Ce virus fait éternuer les gens. Non, bien sûr, il les transforme en mangeurs de chair humaine. Se déplaçant initialement à quatre pattes et étant subjugués par l’obscurité, les infectés évoluent parce qu’ils sont capables de communiquer en hurlant à la lune, ce qui est l’élément original de ce film.

Le reste se prête davantage à discussion, notamment parce qu’entre une pelletée de poncifs et de personnages convenus, les protagonistes agissent occasionnellement sans réfléchir, prenant sans doute la situation à la légère.

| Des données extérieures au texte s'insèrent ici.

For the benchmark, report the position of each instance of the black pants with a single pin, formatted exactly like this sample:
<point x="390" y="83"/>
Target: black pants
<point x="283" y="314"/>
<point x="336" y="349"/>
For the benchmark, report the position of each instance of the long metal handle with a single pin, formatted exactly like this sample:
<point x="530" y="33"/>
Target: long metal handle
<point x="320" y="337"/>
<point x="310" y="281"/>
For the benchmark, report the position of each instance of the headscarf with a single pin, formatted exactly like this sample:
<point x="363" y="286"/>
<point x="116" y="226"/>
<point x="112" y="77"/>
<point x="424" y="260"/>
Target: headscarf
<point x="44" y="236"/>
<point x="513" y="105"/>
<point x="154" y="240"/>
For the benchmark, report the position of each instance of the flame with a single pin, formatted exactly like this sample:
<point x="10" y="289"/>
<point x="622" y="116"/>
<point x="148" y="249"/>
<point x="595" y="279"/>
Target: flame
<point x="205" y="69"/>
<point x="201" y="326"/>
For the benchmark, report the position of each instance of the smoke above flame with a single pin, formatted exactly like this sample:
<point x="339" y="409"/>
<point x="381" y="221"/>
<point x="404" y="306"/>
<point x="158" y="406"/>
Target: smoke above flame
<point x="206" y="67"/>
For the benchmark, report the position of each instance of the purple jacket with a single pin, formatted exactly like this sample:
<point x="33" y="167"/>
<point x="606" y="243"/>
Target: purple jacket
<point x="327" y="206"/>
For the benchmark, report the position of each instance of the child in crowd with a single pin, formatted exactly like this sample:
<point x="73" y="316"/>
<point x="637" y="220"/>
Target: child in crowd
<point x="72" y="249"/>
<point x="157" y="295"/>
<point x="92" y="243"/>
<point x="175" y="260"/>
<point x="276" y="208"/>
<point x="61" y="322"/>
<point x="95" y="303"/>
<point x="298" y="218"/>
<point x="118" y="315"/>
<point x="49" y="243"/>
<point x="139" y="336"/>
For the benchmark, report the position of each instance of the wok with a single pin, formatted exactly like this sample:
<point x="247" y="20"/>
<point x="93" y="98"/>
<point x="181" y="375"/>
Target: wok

Avec des antagonistes pas idiots, menés par un scientifique vindicatif qui est plusieurs, ils auraient pu avoir maille à partir avec une intelligence collective supérieure et difficile à anticiper. Mais non, ils sont simplement stupides et distraits, le scénariste tentant vaille que vaille de créer de la tension. Sinon les femmes sont toutes intrépides, ingénieuses et courageuses (sauf une), voilà bien l’essentiel.

« Colony » n’est pas fondamentalement mauvais, mais jusqu’à preuve du contraire, et je suis patient, Yeon Sang-ho est l’homme d’un seul film : « Le dernier train pour Busan », sorti dix ans auparavant, souvenez-vous.